Now don’t misunderstand my purpose, I am entirely supportive of an immediate private-school education. But on a personal level, given the fact that I can’t even decide between breakfast cereals, I am in no way ready to decide what I want to study, much less choose a career path.
Yes, I have not decided what I want to be when I grow up, and even though we are graduating in a month, I bet you could ask any senior what his or her future career will be, and they will be unsure. I, for one, would have an answer that could outfit the entire “action/thriller” aisle of Blockbuster; “an astronaut/chef/race car-driver/trapeze-artist.”
You may laugh all you like, but however ridiculous my dreams may see to you, I hold them near to my heart. And while my mother mightn’t be so fond of my shark-wrestling ambitions, I would like to categorize my goals as “reachable.” But for them to maintain their status on my to-do list, I have to bump certain items down the list a smidge. Things like “force my mum to take another mortgage on our house” and “work off my debt for fifty years” aren’t very appealing to me at the moment. But then, they might be for you.

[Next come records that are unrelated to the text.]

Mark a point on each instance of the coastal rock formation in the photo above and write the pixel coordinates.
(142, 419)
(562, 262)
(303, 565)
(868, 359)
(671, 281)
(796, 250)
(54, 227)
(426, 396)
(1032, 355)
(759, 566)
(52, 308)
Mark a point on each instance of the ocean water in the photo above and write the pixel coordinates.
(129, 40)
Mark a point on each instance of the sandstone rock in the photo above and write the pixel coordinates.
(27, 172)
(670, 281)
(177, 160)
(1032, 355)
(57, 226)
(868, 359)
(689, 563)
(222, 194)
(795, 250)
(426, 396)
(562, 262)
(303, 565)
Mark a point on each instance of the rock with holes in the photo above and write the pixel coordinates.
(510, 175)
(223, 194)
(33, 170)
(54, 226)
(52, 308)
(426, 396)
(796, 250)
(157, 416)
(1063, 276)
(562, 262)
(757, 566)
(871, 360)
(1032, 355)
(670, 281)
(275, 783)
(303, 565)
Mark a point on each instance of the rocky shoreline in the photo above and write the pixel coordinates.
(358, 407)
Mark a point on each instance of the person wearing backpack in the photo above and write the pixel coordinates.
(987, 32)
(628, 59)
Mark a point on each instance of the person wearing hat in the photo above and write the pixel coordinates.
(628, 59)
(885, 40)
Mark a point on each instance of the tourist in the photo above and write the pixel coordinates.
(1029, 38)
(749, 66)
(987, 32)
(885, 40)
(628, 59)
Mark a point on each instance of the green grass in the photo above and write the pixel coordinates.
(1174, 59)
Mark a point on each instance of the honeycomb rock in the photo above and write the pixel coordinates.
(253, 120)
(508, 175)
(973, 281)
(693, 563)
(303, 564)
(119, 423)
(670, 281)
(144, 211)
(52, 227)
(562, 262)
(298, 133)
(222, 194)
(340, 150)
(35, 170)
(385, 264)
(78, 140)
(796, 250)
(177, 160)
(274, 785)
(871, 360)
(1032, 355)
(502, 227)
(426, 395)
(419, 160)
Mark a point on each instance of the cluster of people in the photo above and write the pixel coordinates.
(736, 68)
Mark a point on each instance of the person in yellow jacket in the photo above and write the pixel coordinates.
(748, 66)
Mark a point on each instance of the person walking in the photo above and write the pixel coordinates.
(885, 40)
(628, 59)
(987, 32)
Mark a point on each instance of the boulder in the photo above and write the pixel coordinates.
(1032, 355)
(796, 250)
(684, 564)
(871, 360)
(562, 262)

One day I plan to go to a private school, whatever my needs are at the time. For now, I choose to allow my dreams of submarines and spaceships to thrive. I also believe that the majority of my peers are just as bamboozled as I, and have overlooked an option that is completely legitimate. I don’t think that we fully realize exactly how difficult is is to achieve everyday dreams, let alone college-related ones. And don’t just assume that I am talking about parents. I think they know deep down that most of us will change our minds, switch majors, become Harvard-graduate scuba instructors, or simply just drop out. So knowing this, how can we frown upon places like Foothill and De Anza, whose attendees will be as successful, if not not more so than those grads bound for the Ivies?